Escalating Difficulty
The tasks in LIBRA are arranged by increasing complexity: from the classic “needle-in-a-haystack” search to logical reasoning, answering detailed questions, reconciling facts scattered across a document, and even solving mathematical or logic problems embedded in the text.
This structure makes it possible to evaluate whether a model can retain long-range context, extract critical details, and draw meaningful conclusions.
Initial tests of 17 widely used language models revealed that performance drops sharply as text length increases. Even the strongest systems struggle with marathon-style reading, while open-source models degrade even faster. GPT-4o ranked first overall, with GLM4-9B-Chat leading among open-source alternatives.
More Than Just a Test
The creators emphasize that LIBRA is not merely a benchmark but a transparent evaluation platform. Any developer can test a model, publish results, and help advance the field. Upcoming expansions include additional task types, more diverse text formats, and new analytical scenarios.

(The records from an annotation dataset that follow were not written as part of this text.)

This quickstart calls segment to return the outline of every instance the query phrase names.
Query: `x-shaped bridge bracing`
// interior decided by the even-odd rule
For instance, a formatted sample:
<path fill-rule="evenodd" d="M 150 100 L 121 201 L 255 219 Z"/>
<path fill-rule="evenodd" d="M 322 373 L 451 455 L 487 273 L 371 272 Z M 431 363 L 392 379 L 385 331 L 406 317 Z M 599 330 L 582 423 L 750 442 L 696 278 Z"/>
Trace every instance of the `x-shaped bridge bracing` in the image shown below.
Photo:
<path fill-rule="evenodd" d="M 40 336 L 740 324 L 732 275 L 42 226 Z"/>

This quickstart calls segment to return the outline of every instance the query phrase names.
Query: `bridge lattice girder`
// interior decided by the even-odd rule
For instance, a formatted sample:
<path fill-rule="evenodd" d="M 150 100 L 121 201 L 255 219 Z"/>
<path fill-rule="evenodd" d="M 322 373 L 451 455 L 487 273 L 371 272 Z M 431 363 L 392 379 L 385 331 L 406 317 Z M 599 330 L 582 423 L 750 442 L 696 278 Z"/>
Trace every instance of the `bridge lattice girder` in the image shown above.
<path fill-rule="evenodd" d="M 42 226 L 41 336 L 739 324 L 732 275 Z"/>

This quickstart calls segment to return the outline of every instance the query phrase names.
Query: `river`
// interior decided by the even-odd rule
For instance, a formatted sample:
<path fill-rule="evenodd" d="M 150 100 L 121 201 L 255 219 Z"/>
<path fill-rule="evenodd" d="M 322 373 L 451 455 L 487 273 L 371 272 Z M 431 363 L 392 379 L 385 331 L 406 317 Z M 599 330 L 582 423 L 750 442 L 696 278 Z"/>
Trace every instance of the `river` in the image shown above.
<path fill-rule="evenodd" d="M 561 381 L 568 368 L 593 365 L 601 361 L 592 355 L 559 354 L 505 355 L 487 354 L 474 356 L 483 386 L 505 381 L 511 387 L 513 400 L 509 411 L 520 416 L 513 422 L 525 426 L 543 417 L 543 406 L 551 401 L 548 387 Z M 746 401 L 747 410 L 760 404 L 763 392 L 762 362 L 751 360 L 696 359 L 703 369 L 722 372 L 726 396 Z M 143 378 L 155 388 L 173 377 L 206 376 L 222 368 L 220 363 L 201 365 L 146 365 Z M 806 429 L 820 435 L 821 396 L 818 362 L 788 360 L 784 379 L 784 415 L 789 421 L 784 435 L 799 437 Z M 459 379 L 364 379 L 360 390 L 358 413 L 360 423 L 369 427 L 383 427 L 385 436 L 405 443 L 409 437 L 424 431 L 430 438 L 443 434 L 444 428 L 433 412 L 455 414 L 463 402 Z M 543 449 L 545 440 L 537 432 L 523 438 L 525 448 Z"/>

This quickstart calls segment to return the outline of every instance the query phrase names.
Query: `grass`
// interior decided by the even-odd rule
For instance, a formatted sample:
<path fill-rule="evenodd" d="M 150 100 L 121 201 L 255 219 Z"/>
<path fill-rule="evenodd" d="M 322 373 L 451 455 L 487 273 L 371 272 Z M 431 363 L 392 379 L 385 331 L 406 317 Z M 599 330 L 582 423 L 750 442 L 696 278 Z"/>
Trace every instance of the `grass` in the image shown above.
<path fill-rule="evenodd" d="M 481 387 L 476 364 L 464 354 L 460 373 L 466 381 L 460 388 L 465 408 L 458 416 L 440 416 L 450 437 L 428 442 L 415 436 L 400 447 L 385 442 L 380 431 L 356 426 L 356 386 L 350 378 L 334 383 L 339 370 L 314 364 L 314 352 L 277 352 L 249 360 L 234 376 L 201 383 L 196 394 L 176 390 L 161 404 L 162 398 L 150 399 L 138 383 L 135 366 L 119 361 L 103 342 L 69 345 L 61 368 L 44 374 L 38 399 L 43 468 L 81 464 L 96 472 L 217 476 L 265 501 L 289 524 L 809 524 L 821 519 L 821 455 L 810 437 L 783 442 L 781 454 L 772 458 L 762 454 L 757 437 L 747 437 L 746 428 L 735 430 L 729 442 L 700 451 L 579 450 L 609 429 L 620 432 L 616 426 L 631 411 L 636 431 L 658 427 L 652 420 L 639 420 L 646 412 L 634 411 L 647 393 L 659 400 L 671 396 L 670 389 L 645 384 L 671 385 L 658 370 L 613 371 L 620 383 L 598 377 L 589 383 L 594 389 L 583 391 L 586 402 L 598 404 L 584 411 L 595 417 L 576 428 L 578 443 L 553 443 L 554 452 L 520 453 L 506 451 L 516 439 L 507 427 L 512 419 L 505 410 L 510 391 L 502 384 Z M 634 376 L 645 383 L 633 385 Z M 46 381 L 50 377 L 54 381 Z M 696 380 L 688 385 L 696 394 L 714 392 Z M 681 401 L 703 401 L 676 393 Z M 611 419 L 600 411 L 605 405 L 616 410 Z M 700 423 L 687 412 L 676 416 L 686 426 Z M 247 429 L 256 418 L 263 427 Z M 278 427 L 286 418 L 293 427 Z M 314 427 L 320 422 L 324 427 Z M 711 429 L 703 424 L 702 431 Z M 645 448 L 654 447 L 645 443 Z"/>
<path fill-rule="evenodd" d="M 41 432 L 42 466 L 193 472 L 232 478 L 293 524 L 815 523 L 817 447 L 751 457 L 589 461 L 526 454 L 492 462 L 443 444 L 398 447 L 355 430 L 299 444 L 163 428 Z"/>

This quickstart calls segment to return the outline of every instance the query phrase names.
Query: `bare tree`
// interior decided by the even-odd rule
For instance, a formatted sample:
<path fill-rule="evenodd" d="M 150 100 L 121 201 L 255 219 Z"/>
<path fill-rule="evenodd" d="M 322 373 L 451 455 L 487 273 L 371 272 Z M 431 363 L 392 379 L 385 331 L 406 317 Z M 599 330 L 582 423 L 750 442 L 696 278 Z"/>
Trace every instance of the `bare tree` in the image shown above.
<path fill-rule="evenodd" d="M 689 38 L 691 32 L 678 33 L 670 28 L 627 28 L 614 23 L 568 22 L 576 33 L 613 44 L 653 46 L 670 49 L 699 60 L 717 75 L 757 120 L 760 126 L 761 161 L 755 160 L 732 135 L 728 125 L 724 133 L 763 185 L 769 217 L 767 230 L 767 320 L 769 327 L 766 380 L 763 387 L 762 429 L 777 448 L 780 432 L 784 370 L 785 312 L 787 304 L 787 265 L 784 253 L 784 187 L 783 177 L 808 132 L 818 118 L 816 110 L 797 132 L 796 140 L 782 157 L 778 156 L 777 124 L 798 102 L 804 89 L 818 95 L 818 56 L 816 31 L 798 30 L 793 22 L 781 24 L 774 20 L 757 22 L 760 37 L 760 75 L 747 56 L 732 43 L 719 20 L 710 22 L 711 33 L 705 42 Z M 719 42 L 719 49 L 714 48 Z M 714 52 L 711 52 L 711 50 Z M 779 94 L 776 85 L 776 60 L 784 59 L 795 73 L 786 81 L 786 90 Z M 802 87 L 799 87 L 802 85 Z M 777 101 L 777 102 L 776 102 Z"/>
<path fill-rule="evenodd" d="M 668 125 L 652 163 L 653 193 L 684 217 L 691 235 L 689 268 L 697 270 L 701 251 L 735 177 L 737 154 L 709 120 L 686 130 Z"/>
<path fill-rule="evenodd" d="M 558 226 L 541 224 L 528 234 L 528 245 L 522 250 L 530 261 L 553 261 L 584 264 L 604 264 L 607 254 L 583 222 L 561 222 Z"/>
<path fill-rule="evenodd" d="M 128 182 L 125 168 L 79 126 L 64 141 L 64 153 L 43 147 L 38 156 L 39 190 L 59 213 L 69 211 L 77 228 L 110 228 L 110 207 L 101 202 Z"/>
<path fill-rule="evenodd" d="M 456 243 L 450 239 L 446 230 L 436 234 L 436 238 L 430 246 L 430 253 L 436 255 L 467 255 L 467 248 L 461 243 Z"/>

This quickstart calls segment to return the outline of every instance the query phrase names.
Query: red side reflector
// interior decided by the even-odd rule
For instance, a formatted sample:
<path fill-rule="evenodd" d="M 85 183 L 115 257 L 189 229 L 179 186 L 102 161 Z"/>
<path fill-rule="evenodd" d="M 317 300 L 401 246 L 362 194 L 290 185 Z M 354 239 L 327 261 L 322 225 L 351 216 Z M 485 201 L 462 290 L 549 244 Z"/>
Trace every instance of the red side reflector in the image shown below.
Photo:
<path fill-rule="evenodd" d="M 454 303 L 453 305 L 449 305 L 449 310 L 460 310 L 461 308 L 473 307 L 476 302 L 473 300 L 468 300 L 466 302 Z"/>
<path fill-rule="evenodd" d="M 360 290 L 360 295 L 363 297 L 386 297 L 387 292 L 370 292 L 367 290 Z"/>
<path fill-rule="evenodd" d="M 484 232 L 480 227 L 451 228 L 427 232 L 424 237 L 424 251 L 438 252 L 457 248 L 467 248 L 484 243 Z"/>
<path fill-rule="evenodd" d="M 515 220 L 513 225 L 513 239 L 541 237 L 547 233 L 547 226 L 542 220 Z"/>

This progress is expected to help LLMs better process large volumes of complex information — a capability essential across many domains.
Long-context reading is critical not only for scientific or technical literature but also for analytics, legal documents, medical reports, and large-scale creative works.
LIBRA’s introduction marks an important step toward making Russian-language AI systems more reliable, adaptable, and competitive — with the potential to surpass foreign counterparts in long-text comprehension.